3. That's the hope anyway!
4. Yeah, this is for sure a puzzler, and my tentative answers are not yet very satisfying. At its simplest level, I have "well, my tradition says to honor the ancestors, and the occult philosophy I study says we reincarnate, but other places in the world have faced this conundrum (Chinese Buddhists, perhaps), so that's weird, I guess, but oh well." Beyond that, there's what you talk about, that at a minimum ancestor veneration is a great way of cultivating awareness of where you come from and gratitude for everything you depend on that you didn't make yourself. More specifically, my current (unsatisfactory) way of squaring this circle is something like the following:
a) between incarnations, some amount of a soul's attention can/may be directed toward helping material descendants of the last incarnation. This would square with the advice in some traditions to give specific veneration for ~30 years after a life, but no longer. It would also likely depend on specific ancestor's level of spiritual development - if grandma is working through a lot on the astral plane, she doesn't have much attention for the grandkids on this plane, but if she got all that out of the way and is waiting for the next go-round, maybe she can send some positive vibes our way.
b) On a longer time horizon, some souls will wrap up material incarnation, and now that they have incorporated all of their lessons and can see/remember their past lives clearly, they might take some interest in helping out those of us still on the wheel. This might account for what happens to deified dead humans and culture heroes, at least partially.

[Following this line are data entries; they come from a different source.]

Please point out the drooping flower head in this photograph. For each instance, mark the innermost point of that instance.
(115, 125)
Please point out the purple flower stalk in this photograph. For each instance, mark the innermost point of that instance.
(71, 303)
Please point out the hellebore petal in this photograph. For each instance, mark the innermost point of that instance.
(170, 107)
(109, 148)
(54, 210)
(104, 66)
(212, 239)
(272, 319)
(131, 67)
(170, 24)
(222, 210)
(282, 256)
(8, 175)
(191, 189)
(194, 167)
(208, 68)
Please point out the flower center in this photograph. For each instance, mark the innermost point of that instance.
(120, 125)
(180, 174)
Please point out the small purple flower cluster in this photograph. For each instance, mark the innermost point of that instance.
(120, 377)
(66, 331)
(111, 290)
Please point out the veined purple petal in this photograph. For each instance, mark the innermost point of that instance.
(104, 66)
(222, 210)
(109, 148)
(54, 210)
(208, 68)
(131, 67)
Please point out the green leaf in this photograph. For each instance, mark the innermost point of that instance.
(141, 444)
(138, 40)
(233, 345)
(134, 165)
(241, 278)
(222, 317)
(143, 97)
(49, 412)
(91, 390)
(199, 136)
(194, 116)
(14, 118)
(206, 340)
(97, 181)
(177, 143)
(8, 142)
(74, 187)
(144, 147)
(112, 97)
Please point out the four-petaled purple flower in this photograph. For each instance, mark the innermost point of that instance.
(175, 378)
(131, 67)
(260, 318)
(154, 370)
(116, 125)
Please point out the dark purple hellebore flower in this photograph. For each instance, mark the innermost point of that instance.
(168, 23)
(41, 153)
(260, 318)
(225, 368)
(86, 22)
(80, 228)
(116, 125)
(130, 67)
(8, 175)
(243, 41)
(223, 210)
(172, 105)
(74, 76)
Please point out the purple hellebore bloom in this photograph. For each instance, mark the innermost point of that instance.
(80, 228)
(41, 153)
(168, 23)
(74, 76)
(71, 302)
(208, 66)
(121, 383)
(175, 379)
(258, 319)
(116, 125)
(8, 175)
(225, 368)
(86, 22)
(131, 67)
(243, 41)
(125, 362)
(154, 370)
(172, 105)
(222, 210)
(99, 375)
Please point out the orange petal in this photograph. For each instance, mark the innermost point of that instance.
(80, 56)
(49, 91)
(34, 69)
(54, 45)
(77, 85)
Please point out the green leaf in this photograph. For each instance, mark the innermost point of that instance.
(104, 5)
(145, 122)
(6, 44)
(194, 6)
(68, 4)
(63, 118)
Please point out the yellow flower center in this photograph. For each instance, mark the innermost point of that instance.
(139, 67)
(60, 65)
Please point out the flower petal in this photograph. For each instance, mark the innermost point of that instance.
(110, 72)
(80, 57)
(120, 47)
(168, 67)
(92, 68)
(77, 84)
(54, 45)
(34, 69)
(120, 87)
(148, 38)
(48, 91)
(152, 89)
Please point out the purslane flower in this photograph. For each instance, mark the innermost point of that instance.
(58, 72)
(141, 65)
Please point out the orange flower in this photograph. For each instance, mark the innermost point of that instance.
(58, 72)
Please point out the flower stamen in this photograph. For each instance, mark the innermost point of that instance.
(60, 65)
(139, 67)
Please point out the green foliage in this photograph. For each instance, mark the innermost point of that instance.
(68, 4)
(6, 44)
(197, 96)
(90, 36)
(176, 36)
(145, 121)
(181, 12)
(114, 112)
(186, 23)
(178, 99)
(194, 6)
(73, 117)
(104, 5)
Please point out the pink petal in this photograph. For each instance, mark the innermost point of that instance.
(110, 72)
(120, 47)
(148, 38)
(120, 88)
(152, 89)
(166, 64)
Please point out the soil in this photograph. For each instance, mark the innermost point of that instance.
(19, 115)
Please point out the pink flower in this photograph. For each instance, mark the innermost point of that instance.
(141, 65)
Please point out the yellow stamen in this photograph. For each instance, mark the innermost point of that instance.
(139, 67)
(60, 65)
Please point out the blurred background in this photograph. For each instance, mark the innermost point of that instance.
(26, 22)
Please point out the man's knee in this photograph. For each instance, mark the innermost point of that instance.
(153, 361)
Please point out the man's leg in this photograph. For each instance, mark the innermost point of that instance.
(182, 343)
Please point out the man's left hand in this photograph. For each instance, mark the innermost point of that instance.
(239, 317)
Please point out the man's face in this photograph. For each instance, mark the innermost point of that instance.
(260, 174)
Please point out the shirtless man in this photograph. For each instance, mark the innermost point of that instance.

c) As shared endeavors into which folks put time and energy, families would likely generate their own egregores, and worship/veneration would be a way to strengthen and improve these. I suspect this may be one of the major drivers for "the ancestors" as a collective focus of veneration, and that it would be strongest in societies where families have a strong identity (like clans), and weakest in more atomized, nuclear-family-focused cultures. For this piece of it, passing in and out of incarnation just means contributing (for good or ill) to that egregore for as long as you're linked to it, whether by incarnating within the family, or immediately after death, but the egregore itself could keep on existing - like an institution that persists even after the death of its founders.
d) The more personal, "figurative" sense that you talk about where specific folks "live on" in the memories of those of us left behind and influence us on a more personal level. Whether my mom is exerting any direct spiritual influence from the astral between incarnations, has finished incarnation and is functioning as a spirit who still thinks well of me, or has contributed the egregore I am still a part of by virtue of living in the Russell family, the way I am as a person has been shaped by her direct actions toward me as a person, and honoring that helps me to focus on where those influences have taken me.
5. Never apologize for recommending books! I may not get to all the books I want to read in this lifetime, but I like knowing what options to consider. That sounds like it might be interesting, and opens up a new avenue for exploration I hadn't considered: looking into writings by the parts of the occult scene I am not interested in to get counter-examples. I'll have to give that some thought.